March 29 - April 4 2021
Fighting scientific misinformation
Scientific misinformation is a threat in many respects: for health, the environment, the development of a sustainable and equitable future, and for the culture itself. Whether it be intentional or not, this phenomenom is not new, but it has taken on a new dimension with the COVID-19 pandemic, for several reasons.
First of all, the way information is conveyed has changed. In the past, it was experts and journalists who selected and steered the feed. Today, via social networks, anyone can select, disseminate and distort news according to their predilections. The quality of this news content is often dubious since it is often spread for reasons of entertainment rather than as a search for the truth.

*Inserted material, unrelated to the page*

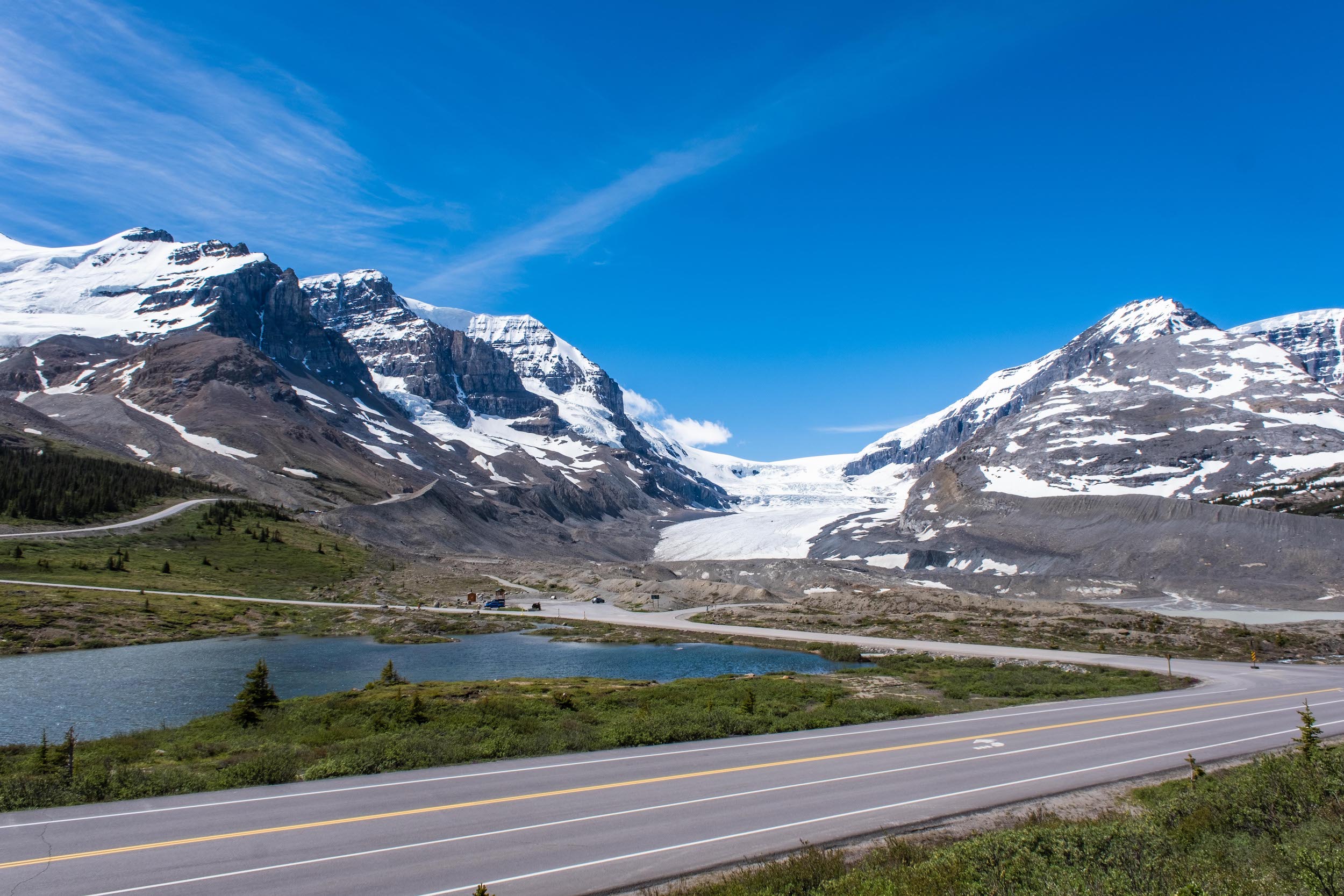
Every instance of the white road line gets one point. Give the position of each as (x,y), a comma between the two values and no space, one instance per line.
(752,793)
(838,816)
(960,719)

This is why conspiracy theories have never had so much success: social networks flourish on outrage and shocking explanations. What’s more, these theories tend to persist, since false news information often receives lots of “likes” from people who ignore or reject the opinions of others who try to get back to the truth. Very often this kind of behaviour is not caused by the story itself, but more by the fact that people tend to imitate others.
So it may well be that people believe scientists less and less. Fear increases the need for information and each scientific advance is pored over, while scientific methods are poorly understood by the layman. Researchers are currently trying to understand the virus’ mechanisms, and that takes time. But at the moment, people find it difficult to accept when a scientist admits he “does not know” or “our research is ongoing”. The prevailing climate may push certain scientists to release inaccurate news or predictions.
In addition, research is currently taking place in a context of enormous pressure, which has itself led to more errors and retractions of articles than usual. Some politicians, in the United States, Brazil or the UK for example, have fueled controversy, thereby discrediting science. Today many journalists are ready to print scientific information that may be wrong since it has not been peer-validated (for example, by using “pre-prints” freely available on the BioRxiv and MedRxiv sites). It must be noted too that the complexities of science foment distrust and may lead to errors of interpretation in the public domain.
Finally, this pandemic has also led scientists to get involved in politics, an area in which their competence is questionable. A scientist must above all remain neutral, which is difficult in the present context. To convince people to get vaccinated, the scientists firstly need to convince the politicians, who make the final decisions, and are themselves facing social and economic constraints. Scientific opinion is not always taken into account as much as it should be. And certain ideologies, those of an ultra-conservative nature for example, regularly use anti-climate change or anti-vaccine rhetoric.
Fighting misinformation involves firstly clarifying for the public at large how the brain deals with information, what kind of biases we hold, the possibilities of exaggeration and over-amplification of news, and how we can sometimes be convinced by unfounded theories. The public needs to learn how better to sort through information since overload is a real problem, given our limited abilities to assimilate material. The fight also involves finding a common language so that scientists, journalists and politicians can work effectively together to deliver clear messages to the people. Making complex scientific information more digestible is a real challenge, and for this reason journalists are increasingly trained in data sciences. This discipline has today become a cornerstone of scientific understanding.